There are also risks related to the potential lack of reliability and accountability from AI-generated information. Despite the flurry of publicity surrounding generative AI, information generated from large language models may not be accurate, or transparent in its sourcing. Without safeguards ensuring transparency and accountability, AI tools could be used to spread discriminatory language or even promote misinformation that harms the integrity of the global financial system. Necessary safeguard mechanisms include outlining clear responsibility for the outcomes of models and data, as well as the ability and willingness to share models’ logic and outputs. Bias can also creep into the system. If training data is not representative of a population and is tainted by algorithmic or human biases, the output data may be biased too.

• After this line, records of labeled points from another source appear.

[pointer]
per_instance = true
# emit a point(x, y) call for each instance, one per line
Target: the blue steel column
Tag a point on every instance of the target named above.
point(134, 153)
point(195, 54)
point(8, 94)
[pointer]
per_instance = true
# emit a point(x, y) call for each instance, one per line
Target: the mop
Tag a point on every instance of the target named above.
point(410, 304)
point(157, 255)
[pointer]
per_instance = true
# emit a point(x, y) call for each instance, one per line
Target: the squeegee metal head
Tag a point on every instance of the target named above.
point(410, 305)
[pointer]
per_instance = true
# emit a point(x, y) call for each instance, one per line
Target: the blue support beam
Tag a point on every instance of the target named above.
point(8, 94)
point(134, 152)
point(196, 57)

Regulation will be important in helping reduce these risks. “Governments are starting to craft legislation on the use of the technology, albeit at a much slower pace than the innovation and development of AI models and use cases,” says Jamie Martin, Head of Morgan Stanley’s EMEA Sustainability Office. “Leading the charge is the European Union, which is close to passing one of the world's first laws4 governing artificial intelligence. Proponents of the EU legislation expect it to lead the way for other global governing bodies to follow.”
Questions for Investors
Investors should consider the following questions when assessing AI tools for sustainable investing:
1) What problem is AI trying to solve? “Being clear on the problem statement and the market size of the opportunity that is being addressed is paramount,” says Sanghamitra Karra, Head of EMEA Inclusive Ventures Group at Morgan Stanley. “What is interesting and unique about the design and execution of the AI solution to solve this problem?”
2) What data sets are being used? An AI algorithm is only as good as the data used. Establish what data is available, what the unique advantages of the specific data set might be, and why the AI solution or company has the right to that data. Additionally, understand if the developers have already done the work to understand any bias in the data and address them when designing the tool.
3) What data and model governance mechanisms are in place? Confirm that strong controls ensure safety and ethics. Reported and tracked instances of AI misuse has increased by 26 times since 2012.5 Extra safeguards are needed for solutions in areas of special risk to society, such as healthcare, education, critical infrastructure, administration of justice and the use of sensitive personal data.
4) Why is this company the right owner of this solution? “Investors should be wary of a company that describes itself as an AI firm for sustainability or sustainable investing but has an insufficient AI background or technical ability and experience to build solutions,” Karra says. AI-powered solutions for sustainable investing should demonstrate the ability to scale with the proper management team.